And then there is the Toffee Shop of Penrith, where Neil Boustead makes the finest fudge on Earth. It’s a modest, bright establishment on a street that slopes down a hill at the top end of town. There’s not much in the windows, and not much in the shop, come to that, just stacks of plain and chocolate fudge slabs, all wrapped in the trademark opaque greaseproof paper; heaps of toffee, each odd-shaped piece wrapped in a little twist of paper; a plate of fudge on the counter, ready-cut to help yourself – “Oh, make that two slabs while you’re at it, no, three” – and a random collection of blue-and-white plates on the wall.
I have been eating this fudge, man and boy, for about 40 years, and in all that time it hasn’t varied in its quality or it pleasure-giving virtues. That’s perhaps because it hasn’t varied in its method of manufacture.
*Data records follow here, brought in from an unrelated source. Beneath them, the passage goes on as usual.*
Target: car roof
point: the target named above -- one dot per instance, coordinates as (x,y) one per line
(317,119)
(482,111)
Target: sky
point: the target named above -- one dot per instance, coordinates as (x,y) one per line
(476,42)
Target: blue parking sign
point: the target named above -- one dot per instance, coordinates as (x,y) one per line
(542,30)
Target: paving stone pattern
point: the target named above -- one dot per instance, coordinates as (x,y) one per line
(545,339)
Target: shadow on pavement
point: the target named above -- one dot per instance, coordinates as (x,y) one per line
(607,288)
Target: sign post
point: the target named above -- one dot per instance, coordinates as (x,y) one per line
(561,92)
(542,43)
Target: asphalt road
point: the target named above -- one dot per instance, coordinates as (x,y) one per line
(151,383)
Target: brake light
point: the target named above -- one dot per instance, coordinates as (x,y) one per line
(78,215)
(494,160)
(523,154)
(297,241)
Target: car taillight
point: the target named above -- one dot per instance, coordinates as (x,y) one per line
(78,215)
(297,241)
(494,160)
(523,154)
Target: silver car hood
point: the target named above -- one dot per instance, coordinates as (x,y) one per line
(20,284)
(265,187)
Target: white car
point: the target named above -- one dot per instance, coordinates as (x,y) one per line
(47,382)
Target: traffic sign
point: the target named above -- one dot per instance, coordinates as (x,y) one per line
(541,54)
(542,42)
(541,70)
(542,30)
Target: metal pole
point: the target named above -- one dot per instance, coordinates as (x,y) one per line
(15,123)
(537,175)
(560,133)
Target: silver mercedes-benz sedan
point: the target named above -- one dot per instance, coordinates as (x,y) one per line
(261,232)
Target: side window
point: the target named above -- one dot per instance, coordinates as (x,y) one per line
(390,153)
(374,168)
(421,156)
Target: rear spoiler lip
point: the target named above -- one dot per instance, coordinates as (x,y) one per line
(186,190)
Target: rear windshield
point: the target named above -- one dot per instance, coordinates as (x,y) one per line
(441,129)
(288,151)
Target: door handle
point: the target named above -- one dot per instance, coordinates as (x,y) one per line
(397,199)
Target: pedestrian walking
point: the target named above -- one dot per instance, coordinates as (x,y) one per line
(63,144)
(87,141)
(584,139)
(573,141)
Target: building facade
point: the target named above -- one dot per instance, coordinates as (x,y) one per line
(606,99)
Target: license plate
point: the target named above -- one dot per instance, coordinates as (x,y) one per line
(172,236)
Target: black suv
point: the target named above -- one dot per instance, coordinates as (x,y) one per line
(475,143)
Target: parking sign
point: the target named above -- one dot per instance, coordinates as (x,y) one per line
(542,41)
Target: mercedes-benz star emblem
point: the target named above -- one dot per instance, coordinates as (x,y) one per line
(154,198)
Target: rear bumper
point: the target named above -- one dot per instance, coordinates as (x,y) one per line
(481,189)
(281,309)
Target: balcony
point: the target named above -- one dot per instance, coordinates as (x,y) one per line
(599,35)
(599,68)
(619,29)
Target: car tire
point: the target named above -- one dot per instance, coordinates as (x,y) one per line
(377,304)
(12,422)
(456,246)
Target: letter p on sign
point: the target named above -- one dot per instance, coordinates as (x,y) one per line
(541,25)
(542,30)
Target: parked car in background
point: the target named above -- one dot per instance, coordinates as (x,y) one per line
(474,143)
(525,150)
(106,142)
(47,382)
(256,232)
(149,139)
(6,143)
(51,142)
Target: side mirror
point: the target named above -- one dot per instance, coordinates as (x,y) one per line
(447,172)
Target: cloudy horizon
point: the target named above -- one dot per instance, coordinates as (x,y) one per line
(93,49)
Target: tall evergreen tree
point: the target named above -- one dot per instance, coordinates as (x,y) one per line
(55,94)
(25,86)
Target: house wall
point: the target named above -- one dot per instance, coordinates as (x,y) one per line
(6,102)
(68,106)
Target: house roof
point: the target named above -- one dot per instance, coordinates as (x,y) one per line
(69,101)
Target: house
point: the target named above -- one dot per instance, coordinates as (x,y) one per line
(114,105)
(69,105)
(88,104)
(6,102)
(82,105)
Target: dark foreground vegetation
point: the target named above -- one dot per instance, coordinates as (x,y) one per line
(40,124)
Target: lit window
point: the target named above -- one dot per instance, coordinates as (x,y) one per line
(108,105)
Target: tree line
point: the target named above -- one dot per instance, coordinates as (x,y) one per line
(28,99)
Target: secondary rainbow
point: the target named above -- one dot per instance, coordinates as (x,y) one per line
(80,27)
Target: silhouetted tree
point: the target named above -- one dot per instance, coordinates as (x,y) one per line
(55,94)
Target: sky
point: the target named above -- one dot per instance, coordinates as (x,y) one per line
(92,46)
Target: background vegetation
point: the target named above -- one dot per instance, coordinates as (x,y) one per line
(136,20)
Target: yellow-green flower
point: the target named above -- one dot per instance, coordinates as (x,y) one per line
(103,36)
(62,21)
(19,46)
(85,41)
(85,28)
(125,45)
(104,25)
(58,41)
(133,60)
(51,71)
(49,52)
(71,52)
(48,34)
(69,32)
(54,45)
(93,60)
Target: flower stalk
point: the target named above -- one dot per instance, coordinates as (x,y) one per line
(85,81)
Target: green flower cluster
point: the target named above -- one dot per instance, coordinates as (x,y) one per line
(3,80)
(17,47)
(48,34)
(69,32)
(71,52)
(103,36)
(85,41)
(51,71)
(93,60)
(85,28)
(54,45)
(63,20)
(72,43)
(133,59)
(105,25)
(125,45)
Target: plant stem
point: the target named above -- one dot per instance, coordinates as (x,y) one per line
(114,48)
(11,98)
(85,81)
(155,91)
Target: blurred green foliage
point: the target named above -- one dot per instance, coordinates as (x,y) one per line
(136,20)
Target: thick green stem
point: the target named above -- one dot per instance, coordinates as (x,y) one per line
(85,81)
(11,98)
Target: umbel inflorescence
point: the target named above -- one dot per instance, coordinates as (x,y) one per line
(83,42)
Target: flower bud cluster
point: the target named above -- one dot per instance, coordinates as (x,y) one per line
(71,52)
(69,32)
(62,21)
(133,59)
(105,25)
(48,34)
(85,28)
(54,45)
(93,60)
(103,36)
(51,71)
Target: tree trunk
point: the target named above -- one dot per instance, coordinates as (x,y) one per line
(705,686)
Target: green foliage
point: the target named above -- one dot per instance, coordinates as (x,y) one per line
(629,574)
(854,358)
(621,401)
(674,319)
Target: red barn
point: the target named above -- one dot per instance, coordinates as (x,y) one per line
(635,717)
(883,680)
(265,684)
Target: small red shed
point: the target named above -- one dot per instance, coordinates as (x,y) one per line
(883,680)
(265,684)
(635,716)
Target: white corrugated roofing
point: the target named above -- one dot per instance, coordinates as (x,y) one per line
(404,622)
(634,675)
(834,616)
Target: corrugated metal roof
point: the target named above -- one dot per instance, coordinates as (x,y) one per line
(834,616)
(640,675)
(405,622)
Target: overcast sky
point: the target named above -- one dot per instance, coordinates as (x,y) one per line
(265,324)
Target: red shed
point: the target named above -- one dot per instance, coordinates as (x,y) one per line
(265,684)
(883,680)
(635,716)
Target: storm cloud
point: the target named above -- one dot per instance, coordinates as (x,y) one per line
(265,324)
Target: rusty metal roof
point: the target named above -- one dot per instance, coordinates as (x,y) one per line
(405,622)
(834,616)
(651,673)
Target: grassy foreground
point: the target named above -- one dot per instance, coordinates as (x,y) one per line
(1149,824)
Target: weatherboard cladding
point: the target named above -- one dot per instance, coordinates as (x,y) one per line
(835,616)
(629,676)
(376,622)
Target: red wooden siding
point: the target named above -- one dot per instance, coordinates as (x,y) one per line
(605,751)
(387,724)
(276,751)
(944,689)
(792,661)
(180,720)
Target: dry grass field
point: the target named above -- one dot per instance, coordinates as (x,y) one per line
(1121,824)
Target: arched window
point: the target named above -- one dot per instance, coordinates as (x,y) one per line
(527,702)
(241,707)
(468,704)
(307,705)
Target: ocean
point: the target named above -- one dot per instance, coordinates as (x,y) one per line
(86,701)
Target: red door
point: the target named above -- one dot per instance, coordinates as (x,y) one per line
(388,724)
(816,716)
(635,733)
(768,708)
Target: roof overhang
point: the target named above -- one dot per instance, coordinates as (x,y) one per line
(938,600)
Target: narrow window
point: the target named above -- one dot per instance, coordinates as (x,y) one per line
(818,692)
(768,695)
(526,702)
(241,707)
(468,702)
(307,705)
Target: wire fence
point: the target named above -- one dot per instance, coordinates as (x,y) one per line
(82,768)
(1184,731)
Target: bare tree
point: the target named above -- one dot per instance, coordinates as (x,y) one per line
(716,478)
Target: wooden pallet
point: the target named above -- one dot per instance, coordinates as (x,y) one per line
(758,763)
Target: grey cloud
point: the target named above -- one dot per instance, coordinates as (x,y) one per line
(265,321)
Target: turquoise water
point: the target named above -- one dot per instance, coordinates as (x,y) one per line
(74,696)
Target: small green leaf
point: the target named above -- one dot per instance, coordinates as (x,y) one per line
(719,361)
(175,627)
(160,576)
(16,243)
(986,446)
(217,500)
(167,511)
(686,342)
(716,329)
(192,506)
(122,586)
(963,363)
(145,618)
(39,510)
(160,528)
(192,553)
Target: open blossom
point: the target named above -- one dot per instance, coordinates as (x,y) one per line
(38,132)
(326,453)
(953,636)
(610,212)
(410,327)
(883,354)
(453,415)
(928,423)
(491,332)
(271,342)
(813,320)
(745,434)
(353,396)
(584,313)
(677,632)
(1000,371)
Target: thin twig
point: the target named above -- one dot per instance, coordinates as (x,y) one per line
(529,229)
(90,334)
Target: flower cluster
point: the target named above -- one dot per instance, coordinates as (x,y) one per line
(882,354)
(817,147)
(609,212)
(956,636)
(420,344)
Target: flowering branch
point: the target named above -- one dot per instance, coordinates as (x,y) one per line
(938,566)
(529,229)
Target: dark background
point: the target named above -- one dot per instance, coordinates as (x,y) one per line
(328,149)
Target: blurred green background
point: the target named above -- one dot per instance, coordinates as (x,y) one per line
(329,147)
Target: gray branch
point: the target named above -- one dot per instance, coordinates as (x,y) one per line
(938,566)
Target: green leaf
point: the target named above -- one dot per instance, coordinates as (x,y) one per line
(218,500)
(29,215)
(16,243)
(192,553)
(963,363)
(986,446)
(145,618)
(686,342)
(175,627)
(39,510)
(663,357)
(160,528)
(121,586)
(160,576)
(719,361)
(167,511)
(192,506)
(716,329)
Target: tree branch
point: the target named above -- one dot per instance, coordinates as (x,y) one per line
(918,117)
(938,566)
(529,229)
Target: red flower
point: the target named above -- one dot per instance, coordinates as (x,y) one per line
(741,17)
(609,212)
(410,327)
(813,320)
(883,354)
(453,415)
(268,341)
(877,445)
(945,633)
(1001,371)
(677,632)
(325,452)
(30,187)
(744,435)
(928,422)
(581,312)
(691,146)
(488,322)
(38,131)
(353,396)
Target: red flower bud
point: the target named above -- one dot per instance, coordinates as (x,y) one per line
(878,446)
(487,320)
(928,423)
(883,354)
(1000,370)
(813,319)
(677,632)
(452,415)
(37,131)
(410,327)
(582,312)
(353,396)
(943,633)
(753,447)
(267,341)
It’s still made, as it has always been made, in a small kitchen out the back (although these days there are two kitchens out the back), sugar, sugar syrup, butter and milk, all melted together and boiled to a precise temperature, and then beaten and beaten and beaten to achieve that unique, firm/soft, flaky/dense texture. The secret, Neil says, is in the beating, and for the first time I was allowed to see this essential part of the process, which consisted of two young men pounding away at the glossy, amber, liquescent fudge mixture in large copper pans with huge wooden paddles. It looked like a serious work-out.
But that’s the way with great sweets, great foods of any kind, really. There aren’t short cuts. There aren’t cheap ingredients. You can’t make them quickly, not if you want to maintain the quality. As another Cumbrian confectioner said, “If you’re going to do it at all, you might as well do it properly.”